Sunday, January 31, 2021

Covid, Brando and Moore what's more

   

[Colour-blind Covid warning]
Imagine...6 months from now the Covid-19 virus is able to breed in the air. 

   We are all scrabbling suddenly on the internet to buy "virus- safe" filters for the windows and air conditioners in our houses after another full lockdown/confinement/quarantine/international panic. 

   Imagine...There's the above possibility (or "potential", the word I keep hearing everywhere on mainstream media and the Twittersphere.) 

Somehow in my mind this is connected with a brilliant documentary I watched yesterday ("Listen to Me Marlon") on that most authentic of humans, Brando. He was one of the first males to use the power of suggestion in body and face language and movement, all coming from his harvesting and harnessing of childhood memory of his mother and a solitary upbringing in the open air and nature. 

He realised the primacy and goodness of Tahitians, indigenous first nation Americans, and was one of the few celebrities who put his body on the line in the early proto-BlackLivesMatter public protests in the late 1960s. 

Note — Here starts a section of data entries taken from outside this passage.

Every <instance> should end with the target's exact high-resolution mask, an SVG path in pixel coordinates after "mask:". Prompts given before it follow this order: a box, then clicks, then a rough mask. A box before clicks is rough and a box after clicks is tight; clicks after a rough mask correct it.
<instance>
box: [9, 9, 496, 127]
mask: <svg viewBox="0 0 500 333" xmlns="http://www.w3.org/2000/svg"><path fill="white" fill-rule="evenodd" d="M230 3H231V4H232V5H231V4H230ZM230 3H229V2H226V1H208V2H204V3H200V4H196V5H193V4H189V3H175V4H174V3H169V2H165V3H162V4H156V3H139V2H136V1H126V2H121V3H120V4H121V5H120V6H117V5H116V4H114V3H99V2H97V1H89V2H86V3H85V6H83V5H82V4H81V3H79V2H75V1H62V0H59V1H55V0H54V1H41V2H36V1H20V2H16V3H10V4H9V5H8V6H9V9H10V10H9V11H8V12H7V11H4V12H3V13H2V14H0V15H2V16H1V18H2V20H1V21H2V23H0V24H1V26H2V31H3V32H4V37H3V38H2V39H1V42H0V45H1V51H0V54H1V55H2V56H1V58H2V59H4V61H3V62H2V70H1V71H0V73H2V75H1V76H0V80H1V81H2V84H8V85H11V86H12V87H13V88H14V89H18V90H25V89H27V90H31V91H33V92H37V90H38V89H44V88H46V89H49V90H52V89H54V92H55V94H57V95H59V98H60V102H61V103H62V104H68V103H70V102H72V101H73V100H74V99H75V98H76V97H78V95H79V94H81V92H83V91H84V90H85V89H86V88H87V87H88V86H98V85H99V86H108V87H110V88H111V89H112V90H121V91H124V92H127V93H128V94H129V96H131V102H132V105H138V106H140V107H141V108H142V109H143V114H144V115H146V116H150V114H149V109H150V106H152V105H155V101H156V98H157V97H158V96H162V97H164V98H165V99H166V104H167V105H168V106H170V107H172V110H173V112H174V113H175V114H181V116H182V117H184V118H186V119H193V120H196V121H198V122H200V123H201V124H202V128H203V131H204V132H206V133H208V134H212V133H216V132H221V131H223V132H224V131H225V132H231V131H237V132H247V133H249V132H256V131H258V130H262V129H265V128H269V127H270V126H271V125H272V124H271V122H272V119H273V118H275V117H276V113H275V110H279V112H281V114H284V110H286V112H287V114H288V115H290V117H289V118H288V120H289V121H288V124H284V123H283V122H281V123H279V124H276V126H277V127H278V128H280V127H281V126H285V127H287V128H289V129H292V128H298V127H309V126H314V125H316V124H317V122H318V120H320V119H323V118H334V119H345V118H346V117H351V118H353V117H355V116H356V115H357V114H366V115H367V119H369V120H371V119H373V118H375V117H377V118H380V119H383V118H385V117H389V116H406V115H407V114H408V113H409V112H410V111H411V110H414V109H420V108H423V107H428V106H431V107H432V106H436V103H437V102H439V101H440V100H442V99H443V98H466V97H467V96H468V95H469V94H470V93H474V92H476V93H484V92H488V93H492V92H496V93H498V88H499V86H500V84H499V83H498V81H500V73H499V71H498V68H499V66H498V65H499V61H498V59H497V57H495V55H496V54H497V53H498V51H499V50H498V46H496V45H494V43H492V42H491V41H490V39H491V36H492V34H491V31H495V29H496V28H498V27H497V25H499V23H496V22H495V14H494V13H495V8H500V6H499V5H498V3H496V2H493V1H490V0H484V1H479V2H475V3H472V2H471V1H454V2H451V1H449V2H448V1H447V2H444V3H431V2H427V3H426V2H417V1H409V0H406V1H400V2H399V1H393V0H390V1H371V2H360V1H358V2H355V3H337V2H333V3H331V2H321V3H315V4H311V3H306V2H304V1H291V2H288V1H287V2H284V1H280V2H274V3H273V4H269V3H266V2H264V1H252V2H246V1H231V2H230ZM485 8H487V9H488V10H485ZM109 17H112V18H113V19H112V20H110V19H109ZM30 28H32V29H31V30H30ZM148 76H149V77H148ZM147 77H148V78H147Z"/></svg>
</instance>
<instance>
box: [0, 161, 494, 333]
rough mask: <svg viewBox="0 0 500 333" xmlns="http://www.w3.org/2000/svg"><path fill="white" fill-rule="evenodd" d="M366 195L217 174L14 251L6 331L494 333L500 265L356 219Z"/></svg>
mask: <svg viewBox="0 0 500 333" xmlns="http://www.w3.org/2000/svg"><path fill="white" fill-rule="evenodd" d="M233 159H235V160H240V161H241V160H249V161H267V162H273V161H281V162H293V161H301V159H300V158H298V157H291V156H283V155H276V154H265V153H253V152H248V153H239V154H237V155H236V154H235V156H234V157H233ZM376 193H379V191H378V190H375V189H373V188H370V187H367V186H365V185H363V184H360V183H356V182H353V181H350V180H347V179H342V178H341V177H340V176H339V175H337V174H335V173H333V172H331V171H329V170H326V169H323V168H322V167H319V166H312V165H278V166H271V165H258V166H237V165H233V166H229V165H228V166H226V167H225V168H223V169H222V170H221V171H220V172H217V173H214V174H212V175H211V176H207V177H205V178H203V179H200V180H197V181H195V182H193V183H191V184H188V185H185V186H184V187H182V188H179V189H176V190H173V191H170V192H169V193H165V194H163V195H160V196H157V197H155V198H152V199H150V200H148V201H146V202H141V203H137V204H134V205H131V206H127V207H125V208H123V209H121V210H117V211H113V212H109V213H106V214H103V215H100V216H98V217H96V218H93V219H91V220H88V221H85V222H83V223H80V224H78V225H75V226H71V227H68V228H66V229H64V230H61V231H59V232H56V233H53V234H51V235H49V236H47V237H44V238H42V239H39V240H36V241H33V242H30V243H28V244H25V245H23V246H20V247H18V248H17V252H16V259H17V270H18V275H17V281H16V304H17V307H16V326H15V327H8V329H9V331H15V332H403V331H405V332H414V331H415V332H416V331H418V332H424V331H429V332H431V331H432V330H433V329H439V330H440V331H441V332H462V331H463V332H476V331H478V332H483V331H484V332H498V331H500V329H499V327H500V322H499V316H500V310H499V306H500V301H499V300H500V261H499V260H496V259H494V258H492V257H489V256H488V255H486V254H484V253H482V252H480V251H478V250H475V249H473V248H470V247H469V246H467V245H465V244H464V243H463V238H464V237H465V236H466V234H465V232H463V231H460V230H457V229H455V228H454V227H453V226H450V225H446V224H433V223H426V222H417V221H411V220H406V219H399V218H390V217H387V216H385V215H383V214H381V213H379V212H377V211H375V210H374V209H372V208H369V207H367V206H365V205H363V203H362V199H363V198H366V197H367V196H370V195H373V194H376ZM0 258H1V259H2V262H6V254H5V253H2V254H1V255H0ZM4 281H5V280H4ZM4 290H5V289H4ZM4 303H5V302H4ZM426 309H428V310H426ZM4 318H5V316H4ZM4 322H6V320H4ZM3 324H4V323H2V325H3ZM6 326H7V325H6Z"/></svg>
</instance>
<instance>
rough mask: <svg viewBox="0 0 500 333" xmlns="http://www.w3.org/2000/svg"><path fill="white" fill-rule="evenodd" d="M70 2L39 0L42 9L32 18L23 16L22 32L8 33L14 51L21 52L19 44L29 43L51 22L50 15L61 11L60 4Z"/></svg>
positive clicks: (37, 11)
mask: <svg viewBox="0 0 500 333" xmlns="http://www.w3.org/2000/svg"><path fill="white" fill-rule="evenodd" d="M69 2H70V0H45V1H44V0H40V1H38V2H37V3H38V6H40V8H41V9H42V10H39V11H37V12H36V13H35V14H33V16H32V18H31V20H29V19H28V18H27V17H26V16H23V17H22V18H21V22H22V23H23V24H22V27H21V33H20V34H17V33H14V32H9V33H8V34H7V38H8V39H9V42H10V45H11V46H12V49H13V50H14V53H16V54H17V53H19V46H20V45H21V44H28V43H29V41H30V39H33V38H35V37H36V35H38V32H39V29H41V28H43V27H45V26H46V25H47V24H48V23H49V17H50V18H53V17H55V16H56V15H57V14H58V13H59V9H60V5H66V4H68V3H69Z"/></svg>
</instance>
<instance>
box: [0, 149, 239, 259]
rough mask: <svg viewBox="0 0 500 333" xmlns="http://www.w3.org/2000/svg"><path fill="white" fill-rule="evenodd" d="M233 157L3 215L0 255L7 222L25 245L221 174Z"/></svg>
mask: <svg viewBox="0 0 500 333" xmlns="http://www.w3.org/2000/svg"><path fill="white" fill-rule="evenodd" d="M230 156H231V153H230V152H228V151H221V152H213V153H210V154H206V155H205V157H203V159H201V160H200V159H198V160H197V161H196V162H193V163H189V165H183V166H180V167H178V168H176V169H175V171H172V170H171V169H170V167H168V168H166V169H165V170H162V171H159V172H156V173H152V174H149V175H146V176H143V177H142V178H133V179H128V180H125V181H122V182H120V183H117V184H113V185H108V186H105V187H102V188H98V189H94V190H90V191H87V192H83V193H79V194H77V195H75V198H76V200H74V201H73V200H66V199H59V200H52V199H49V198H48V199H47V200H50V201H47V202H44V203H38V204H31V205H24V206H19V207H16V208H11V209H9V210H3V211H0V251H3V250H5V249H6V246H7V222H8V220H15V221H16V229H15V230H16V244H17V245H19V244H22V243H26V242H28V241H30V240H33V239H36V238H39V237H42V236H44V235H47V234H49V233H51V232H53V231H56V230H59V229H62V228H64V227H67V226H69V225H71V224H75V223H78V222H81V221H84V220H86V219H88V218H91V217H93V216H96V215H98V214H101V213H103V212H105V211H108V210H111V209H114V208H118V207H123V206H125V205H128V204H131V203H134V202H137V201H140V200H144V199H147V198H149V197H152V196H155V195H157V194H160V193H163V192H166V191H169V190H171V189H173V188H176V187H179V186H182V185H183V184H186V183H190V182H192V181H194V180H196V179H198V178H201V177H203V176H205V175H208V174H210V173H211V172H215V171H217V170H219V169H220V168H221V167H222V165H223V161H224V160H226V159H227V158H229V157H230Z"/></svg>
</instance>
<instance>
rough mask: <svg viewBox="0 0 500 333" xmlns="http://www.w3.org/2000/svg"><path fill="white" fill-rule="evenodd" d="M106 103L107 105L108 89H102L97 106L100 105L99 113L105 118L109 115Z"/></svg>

He was with Martin Luther King around the time he was assassinated and years later still felt moved enough that he could still recall the sound of that brave soul's voice. Brando seemed to work and live his life as an expression of pure authenticity. 

One of the few writers who is doing the same today is Suzanne Moore. She just reeks of it: the unabashed openness of being herself. In a highly unfashionable act, she wrote recently about the importance of Freud, remembering him as he understood the babyish primacy of memory, childhood, want and nakedness.